When I try to ssh, i get a connection timeout error after a while, initially, i thought it was my office network but I am also getting the same from my home network with no firewalls in place

1
amazon-web-servicesamazon-ec2sshaws-security-group
Does your SG egress allow outgoing connections? - jordanm
yes, initially it allowed all traffic to 0.0.0.0/0 now i have also updated to SSH, HTTP and HTTPS just to check and same problem persists. updated with iamges - Tatha
Please could you share the command you are trying to use to connect? - August Williams
can you telnet to the port <22> ? can you share the ssh verbose logs? there are 6 outbound rules configured in the security picture you shared.. can you check those ? - samtoddler
What are the outbound NACLs rules?

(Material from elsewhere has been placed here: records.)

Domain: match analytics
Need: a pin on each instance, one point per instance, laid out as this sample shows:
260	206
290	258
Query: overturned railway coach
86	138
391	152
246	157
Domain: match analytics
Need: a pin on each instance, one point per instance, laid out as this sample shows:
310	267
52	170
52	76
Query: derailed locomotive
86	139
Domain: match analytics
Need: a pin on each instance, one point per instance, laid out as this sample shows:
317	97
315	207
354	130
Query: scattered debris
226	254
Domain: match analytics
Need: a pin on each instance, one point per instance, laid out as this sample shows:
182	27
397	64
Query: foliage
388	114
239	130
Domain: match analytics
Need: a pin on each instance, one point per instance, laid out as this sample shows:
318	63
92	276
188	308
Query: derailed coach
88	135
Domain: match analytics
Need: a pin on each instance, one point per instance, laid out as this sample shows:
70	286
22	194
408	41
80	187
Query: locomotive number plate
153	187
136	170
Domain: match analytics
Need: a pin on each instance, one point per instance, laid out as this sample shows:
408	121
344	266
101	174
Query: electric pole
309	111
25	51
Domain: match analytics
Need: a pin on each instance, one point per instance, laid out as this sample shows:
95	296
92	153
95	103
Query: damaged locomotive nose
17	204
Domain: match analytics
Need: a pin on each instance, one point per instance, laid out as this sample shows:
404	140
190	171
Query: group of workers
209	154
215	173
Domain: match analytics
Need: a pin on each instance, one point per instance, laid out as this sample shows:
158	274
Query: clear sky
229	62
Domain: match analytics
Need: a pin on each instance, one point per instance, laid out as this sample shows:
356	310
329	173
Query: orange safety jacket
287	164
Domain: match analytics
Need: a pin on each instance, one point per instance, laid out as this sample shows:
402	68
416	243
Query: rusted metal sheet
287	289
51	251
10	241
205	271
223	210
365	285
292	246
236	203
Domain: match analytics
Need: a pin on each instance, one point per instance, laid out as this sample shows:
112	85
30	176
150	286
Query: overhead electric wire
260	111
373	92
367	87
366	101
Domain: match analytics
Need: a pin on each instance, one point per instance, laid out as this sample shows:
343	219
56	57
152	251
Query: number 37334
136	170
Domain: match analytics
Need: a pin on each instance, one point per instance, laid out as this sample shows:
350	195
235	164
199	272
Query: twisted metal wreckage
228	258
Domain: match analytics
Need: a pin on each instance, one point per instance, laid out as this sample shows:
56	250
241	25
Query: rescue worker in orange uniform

Usually you leave NACLs in their default state, without modifying them. - Marcin

1 Answers

2
votes

To allow an SSH connection, you will need:

  • An Amazon EC2 instance running Linux launched in a public subnet (defined as having a Route Table that directs 0.0.0.0/0 to an Internet Gateway)
  • A Security Group permitting Inbound access on port 22 (Outbound configuration is irrelevant)
  • Network ACLs left at their default settings of Allow All in both directions
  • A Public IP address associated with the instance

From your descriptions, I would say that the problem is probably with the Outbound NACLs. Return traffic from an SSH session goes back to the source port on the initiating server, which is not port 22. In general, only change the NACLs if you have a specific reason, such as creating a DMZ. I recommend you reset the NACL rules to Allow All traffic in both directions.